アジアカップ(12日開幕、カタール)を前に、元日本代表FW武田修宏氏(56=本紙評論家)がスペイン1部レアル・ソシエダードMF久保建英(22)をFC東京時代に指導した中村忠氏(52=現東京Vアカデミー・オブ・ヘッド・コーチング)と対談し〝至宝〟の進化に迫った。久保と同じ15歳でJデビューしたFW森本貴幸(35=アクラガス)との比較や黄金期の「ヴェルディ」でプレーできたかについて語り合った。(全3回の1回目)

 武田氏(以下武田)J1昇格おめでとう。プレーオフ決勝(12月2日)はいい試合だったし、OBとして素直にうれしいよ。

 中村氏(以下中村)16年ぶりですからね。東京Vに戻ってきて2年目ですけど、アカデミー出身の選手もたくさん出ていて良かったです。今の役職? 肩書はアカデミー・ヘッド・オブ・コーチング。ダイレクターと一緒にまとめるような立場です。

 武田 育成の指導者として活動しているけど、トップレベルになれる選手の共通点は? FC東京時代に久保を見て感じたものはなにかな。

 中村 僕ら指導者が見ていないところでも練習する負けず嫌いな選手ですかね。タケフサはかなりトレーニングをしてました。自分でグラウンドを借りて練習したり、フィジカル面も、外部の人に相談して取り組んでやっていたので。それができる選手が日本代表になれると思います。

 武田 久保選手が16年にスペイン1部バルセロナのアカデミーから日本(FC東京下部組織)に戻ってきて、今はRソシエダードで大活躍してリーグを代表する選手の一人になった。ここまで成長すると思った?

 中村 僕が見たのは中2からですけど、抜群にうまかったですよ。駆け引きと個人戦術は飛び抜けていたのですぐに中3のチームに昇格させましたけど、そのレベルではなく、中2の終わりにユース(高校生、FC東京U―18)へ飛び級。今まで見てきた中で一番の選手です。

 武田 FC東京でプロデビューした久保選手は18歳になった19年にスペイン1部レアル・マドリード入りし、レンタルに出されたよね。でもうまいんだけど、結果が残せていなかった。Rソシエダードでようやく覚醒した感じだよ。

 中村 変わったのはみんなが言うように、フィジカルのところ。体の大きさだけではなく、攻撃しながらも守備にもエネルギーを使える。もちろん、体幹の強さだったり、瞬間的なスピードは成長しましたし、結果を出したという自信もあるでしょうね。

 武田 東京Vには15歳でJデビューした森本(貴幸=アクラガス)がいたけど、久保との違いはある?

 中村 直接指導していないけど、体も大きかったし、パワーやスピードは森本が上ですね。ただボールを扱うとか、キックの精度を見ると、タケフサはすごいかな。タイプあるけど、技術ではタケフサが抜けている。

 武田 18歳の久保選手が93、94年に黄金期だったヴェルディにいたとして試合に出られたと思う? 当時はラモス(瑠偉)、カズ(三浦知良=オリベイレンセ)、北沢(豪)にビスマルク…俺もいて。ブラジル代表になるアモローゾも出られなかったでしょ。
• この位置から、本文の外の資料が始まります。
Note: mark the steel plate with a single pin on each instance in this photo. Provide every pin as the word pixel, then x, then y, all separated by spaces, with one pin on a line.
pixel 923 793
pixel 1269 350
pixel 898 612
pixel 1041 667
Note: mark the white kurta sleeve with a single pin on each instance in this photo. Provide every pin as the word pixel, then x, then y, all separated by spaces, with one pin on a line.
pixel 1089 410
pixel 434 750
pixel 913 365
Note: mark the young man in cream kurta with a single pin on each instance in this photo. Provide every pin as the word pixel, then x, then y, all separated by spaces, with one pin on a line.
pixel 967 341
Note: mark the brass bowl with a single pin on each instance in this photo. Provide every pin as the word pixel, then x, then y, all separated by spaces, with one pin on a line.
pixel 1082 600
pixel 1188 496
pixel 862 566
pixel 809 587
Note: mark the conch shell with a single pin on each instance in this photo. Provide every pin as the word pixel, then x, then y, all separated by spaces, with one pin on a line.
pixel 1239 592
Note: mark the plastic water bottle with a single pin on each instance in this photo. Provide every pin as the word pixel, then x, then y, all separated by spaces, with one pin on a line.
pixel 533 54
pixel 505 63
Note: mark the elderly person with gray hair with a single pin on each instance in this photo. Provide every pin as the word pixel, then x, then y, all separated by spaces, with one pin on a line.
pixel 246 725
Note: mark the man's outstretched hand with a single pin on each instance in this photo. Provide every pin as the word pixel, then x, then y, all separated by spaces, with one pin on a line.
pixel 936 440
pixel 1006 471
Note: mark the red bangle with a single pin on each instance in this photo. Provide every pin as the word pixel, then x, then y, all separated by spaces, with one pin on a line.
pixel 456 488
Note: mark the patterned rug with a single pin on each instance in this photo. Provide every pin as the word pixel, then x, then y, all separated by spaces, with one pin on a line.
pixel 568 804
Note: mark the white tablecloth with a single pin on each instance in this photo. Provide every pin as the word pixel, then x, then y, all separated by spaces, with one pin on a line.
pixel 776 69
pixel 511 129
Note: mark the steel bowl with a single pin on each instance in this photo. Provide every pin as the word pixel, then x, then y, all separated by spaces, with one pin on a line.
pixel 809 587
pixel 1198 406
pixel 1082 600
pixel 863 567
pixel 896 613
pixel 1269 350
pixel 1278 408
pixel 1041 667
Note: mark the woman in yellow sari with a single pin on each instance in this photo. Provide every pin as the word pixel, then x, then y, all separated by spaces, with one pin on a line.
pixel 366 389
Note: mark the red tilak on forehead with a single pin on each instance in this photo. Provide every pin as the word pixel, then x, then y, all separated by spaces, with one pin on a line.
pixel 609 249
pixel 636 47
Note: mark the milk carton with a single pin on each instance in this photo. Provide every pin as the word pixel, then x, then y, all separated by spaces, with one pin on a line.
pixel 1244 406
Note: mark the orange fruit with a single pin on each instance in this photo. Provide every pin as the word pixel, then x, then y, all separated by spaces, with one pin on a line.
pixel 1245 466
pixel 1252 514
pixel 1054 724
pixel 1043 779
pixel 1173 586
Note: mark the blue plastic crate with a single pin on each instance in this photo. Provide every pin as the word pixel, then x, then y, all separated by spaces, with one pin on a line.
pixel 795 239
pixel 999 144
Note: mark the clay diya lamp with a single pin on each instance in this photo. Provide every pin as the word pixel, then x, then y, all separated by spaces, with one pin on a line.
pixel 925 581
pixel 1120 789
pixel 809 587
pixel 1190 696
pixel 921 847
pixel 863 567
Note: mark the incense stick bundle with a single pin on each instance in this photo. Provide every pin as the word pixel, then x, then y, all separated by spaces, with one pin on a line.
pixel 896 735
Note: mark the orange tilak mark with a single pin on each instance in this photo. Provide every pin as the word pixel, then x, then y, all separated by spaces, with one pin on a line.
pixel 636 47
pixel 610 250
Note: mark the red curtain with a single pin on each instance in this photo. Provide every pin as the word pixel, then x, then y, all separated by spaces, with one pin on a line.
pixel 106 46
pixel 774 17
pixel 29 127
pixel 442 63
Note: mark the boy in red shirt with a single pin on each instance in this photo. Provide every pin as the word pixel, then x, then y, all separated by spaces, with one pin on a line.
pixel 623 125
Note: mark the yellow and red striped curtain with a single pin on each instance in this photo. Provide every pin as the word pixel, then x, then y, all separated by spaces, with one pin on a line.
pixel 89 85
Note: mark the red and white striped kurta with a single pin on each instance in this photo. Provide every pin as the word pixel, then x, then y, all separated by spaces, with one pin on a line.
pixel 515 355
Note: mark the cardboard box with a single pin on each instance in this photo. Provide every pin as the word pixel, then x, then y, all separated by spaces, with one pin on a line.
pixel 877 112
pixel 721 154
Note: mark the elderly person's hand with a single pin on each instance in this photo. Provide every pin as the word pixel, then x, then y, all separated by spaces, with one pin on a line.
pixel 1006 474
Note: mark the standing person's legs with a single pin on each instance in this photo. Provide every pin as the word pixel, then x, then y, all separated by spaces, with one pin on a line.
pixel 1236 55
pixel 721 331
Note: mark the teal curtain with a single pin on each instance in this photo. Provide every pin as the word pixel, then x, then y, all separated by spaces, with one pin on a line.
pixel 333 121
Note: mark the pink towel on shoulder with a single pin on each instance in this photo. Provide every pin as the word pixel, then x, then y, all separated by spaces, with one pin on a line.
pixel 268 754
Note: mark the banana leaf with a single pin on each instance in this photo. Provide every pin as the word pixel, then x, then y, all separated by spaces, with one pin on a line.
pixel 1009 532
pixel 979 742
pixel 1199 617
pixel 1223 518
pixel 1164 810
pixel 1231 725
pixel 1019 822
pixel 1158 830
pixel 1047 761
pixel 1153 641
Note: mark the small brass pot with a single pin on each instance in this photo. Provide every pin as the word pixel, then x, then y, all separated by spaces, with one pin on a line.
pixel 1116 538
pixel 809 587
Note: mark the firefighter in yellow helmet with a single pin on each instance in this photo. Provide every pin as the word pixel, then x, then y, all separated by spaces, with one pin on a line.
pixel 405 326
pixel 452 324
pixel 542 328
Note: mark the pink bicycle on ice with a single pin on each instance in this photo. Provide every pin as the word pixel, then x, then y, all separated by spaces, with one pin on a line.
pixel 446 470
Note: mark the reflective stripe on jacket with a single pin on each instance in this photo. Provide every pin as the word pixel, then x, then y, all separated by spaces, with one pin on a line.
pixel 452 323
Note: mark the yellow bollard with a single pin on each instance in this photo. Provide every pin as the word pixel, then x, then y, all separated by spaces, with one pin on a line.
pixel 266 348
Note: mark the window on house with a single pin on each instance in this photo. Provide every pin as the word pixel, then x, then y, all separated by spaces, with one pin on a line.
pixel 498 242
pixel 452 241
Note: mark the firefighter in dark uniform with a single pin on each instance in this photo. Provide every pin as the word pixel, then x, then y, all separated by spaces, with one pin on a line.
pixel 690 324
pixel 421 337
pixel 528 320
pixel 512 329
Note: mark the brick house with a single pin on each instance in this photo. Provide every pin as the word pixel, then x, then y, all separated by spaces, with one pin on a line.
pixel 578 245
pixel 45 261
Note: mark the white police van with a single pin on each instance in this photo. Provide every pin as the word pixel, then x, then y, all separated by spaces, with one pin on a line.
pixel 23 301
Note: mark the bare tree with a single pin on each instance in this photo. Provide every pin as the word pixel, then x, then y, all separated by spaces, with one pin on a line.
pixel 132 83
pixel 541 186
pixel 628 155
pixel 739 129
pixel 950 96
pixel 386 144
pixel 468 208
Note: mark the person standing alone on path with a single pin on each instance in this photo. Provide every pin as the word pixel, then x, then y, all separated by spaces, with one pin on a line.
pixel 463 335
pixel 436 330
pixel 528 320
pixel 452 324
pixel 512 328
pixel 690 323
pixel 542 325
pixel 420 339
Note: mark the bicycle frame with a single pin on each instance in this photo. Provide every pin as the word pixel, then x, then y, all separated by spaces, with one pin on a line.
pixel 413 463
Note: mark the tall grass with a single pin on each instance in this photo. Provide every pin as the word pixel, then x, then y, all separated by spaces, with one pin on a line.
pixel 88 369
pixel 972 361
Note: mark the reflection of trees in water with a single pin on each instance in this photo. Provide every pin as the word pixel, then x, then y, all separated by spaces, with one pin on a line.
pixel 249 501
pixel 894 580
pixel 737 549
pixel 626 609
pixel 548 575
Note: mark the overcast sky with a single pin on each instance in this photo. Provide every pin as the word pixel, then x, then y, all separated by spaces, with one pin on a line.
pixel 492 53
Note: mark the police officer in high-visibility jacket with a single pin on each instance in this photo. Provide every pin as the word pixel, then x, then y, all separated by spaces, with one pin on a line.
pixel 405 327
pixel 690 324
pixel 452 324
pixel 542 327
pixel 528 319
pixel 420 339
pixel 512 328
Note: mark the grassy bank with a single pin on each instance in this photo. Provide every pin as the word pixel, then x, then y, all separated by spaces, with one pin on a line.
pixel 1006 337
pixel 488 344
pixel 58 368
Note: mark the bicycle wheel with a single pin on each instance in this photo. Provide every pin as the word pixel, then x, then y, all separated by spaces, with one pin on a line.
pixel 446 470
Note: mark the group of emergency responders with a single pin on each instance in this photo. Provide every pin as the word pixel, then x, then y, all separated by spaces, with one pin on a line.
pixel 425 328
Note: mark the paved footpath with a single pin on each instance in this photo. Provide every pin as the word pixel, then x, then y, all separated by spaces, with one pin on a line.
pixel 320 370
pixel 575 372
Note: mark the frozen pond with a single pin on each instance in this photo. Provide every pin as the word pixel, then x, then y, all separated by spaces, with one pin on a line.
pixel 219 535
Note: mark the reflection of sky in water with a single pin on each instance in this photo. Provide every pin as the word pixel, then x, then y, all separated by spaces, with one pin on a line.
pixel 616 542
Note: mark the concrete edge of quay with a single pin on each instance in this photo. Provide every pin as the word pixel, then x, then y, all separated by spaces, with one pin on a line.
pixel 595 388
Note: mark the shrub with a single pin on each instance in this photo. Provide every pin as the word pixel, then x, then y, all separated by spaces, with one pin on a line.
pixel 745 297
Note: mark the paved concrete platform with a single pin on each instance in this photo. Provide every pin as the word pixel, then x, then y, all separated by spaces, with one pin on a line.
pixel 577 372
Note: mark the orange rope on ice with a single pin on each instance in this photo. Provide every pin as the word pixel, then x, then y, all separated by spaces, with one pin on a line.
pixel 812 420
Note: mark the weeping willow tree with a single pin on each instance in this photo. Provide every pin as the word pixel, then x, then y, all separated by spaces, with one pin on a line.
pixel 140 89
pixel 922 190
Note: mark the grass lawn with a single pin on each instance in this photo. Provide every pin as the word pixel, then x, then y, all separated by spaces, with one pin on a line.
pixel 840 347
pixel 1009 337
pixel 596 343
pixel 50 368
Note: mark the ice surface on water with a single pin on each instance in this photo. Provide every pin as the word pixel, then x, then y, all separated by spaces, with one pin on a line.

 中村 アモローゾもうまかったですよね。外国人枠の問題や、守備とかフィジカル面の問題からトップで出られなかったけど、ヴェルディを辞めて2、3年後には世界的スーパースターになりましたね。久保もアモローゾに近いイメージですね。

 武田、久保選手もあの当時のヴェルディでは試合に出られないか。

 中村 タケフサは中学生でJデビューしたけどJ3でした。高校生になってJ1で試合に出ましたけど、先発に定着したわけではありません。18歳ではフィジカル面も足りないでしょうし、難しいでしょうね。

 武田 じゃあ、高卒1年目にデビューして日本リーグで22試合11得点、19歳で日本代表のデビュー戦でゴールした武田修宏は?

 中村 すごいと思いますよ。なぜか点を取る(笑い)。(静岡・清水東)高校時代から騒がれていたスターですし、これからも武田さんのような選手は現れないと思いますよ。

 武田 久保選手はスペインで大活躍してるから比べることはできないけどね。